Key features of competence based education

Competence based learning requires an approach to education that differs from the traditional approaches to education. In competence based education one tends to stress the importance of powerful, or rich learning environments, that enable learners to engage in meaningful learning processes. The most distinctive features of this approach may be ummarized as follows:

Meaningful contexts

For learning to take place it is recommended to create or to look for meaningful contexts in which adult learners will experience the relevance and the meaning of the competences to be acquired in an authentic way.

Holistic approach

Competences are holistic and as a consequence the educative approach needs to be integrative and holistic as well.

Constructive learning

The philosophy of competence based education has its roots in the social constructivism that pervaded our views on learning these days. Learning is conceived as a process of constructing your own knowledge in interaction with your environment, rather than as a process of absorbing the knowledge others try to transfer to you. The consequence of this view is that educative processes may better be constructive, this as opposed to learning processes that focus on information processing after which the actual application of knowledge will have to be awaited.

Cooperative, interactive learning (with parents, peers, teachers etc.).

The basic idea behind competence based education is to help learners to develop and construct their own knowledge. Co-operation and interaction are both domains of learning as well as vehicles of learning in other domains. If learning is supposed to be to some extent self-initiated, self-regulated, and aimed at developing personal competences, the educative approach must allow for diversity in needs and related to that in goals and objectives. This requires an open approach in which education includes dialogues between learners and educators about expectation, needs, goals, choices etc.

Discovery learning

Open learning processes require learning that may be characterized as active discovery as opposed to receptive learning. This does not imply that learning content should not be made available and accessible. It means that the way of acquiring this knowledge or these competences, could not be just a process of providing information, but may better be embedded in a discovery based approach.

Reflective learning

Competence based learning requires apart from a focus on the key competences, also an emphasis on the learning processes as such.
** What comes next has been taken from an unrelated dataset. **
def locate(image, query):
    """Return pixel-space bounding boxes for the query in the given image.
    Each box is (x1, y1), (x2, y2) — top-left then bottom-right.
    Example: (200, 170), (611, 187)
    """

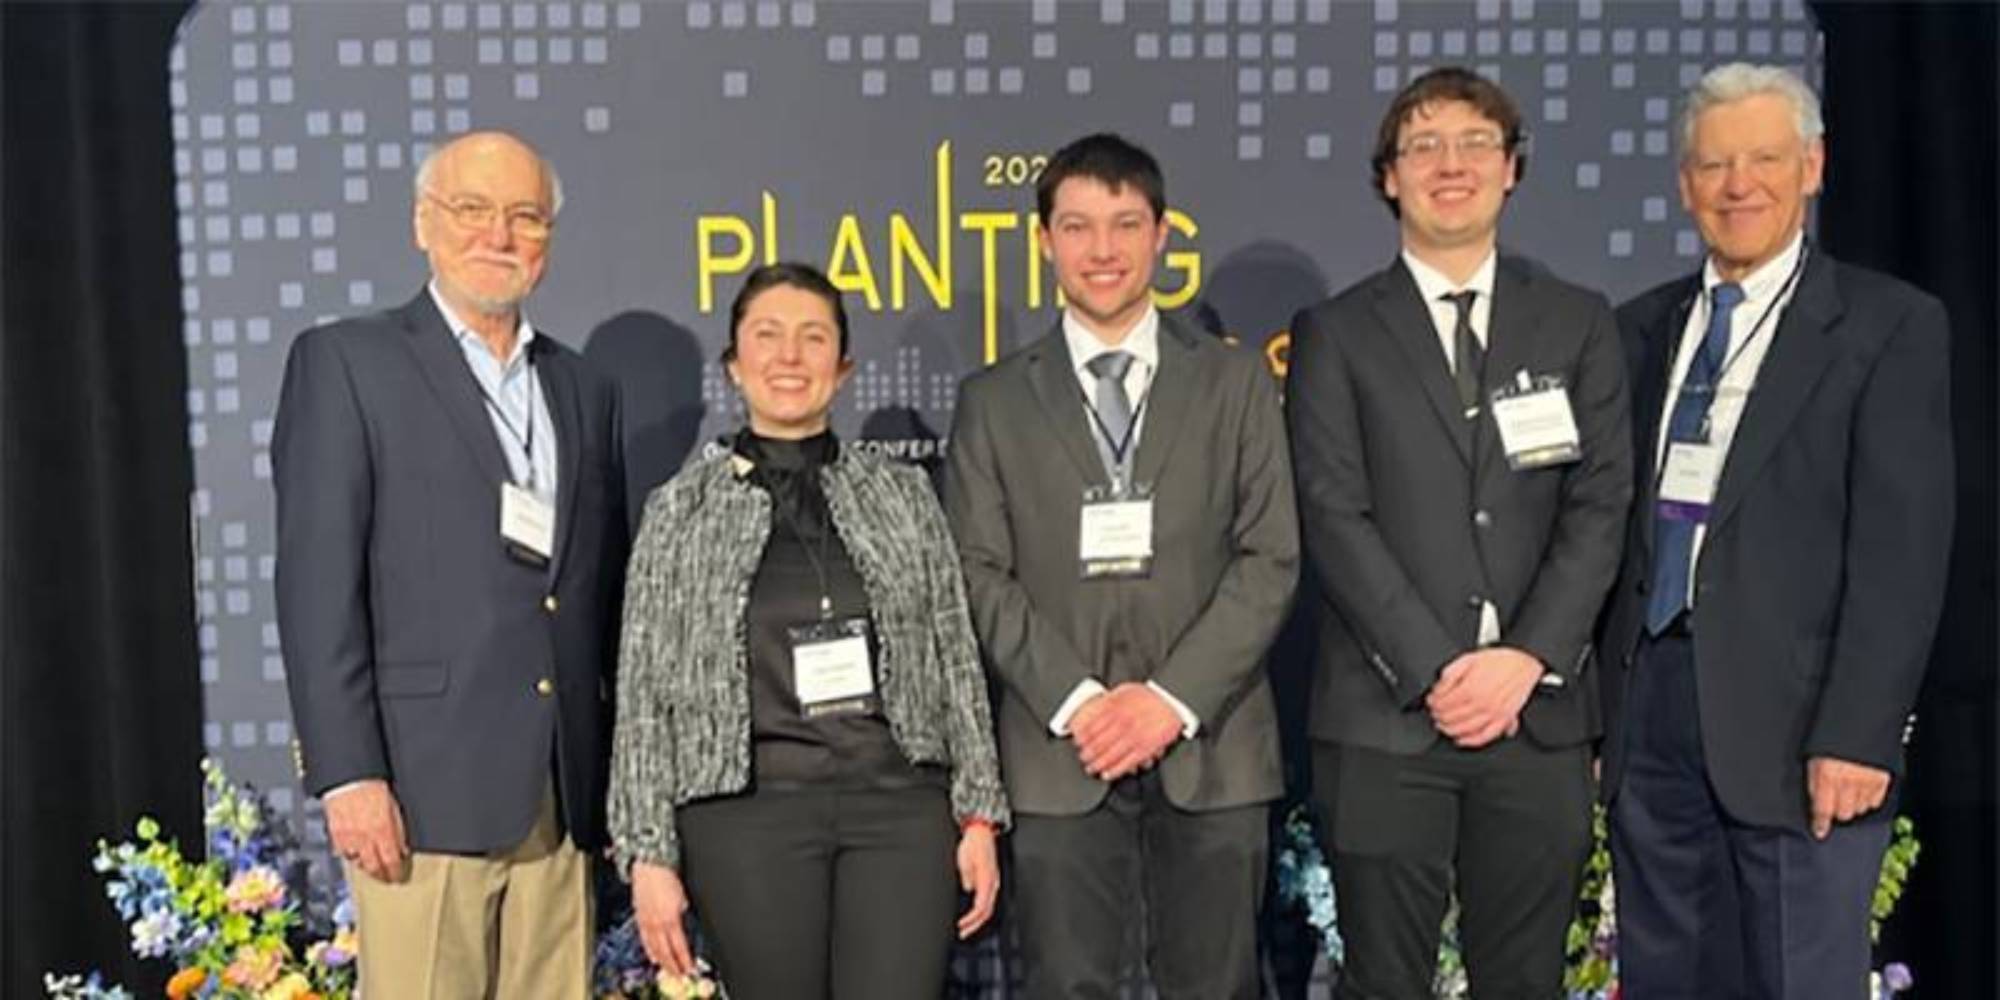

By reflecting on a learner’s needs, motivation, strategies, progress, results etc. it develops learning competences/strategies that may be considered meta-competences. The competence meant here usually is referred to as the process of “learning to learn”.

Personal learning

In the competence oriented theories learning is conceived as a process of constructing your own personal knowledge and competences. Information, knowledge, strategies, only become meaningful for a learner if they become an integral part of their personal knowledge and competences. In education this implies that learners need to be able to identify with the contexts, the persons, the situations and interests that are included in the learning domains involved.